Indeed, I find it puzzling that those who publicly burned shaitels would surely argue most vociferously that we must blindly follow the Gedolim – despite the fact that no respected Halachic authority called for shaitels to be burned! Why did these people decide on their own that they should burn shaitels – publicly, no less – without regard for the real possibility that this violates bal tashchis and is a chillul Hashem? Pure hypocrisy.

It should also be noted that in all these cases the so-called “Halachic standards” are not being determined by the Gedolim everyone is supposedly following so faithfully, but by the “Jewish Street”. Unfortunately, our religious leaders are for the most part reactive, as opposed to proactive, in situations like this. Maybe they feel they make fewer waves and rifts in the community this way (which is highly questionable), maybe they feel it isn’t worth the trouble (which is highly questionable), or maybe they are afraid of a potential backlash (which would unfortunately call into question whether they can actually be considered religious leaders, being that they are the ones being led).

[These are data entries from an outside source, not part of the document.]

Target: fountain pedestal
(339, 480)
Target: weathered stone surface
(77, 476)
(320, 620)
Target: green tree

Again, in case you missed it, Halachic “standards” are being determined from the bottom up, not from the top down. And anyone who doesn’t paste a smile on his face and play along is going to have problems, including, but not limited to, when shidduch time comes around.

Many people proudly point to the above developments as illustrations of how Jews rush to fulfill the retzon Hashem. No one stops to question if any of this actually is the retzon Hashem. Well, almost no one.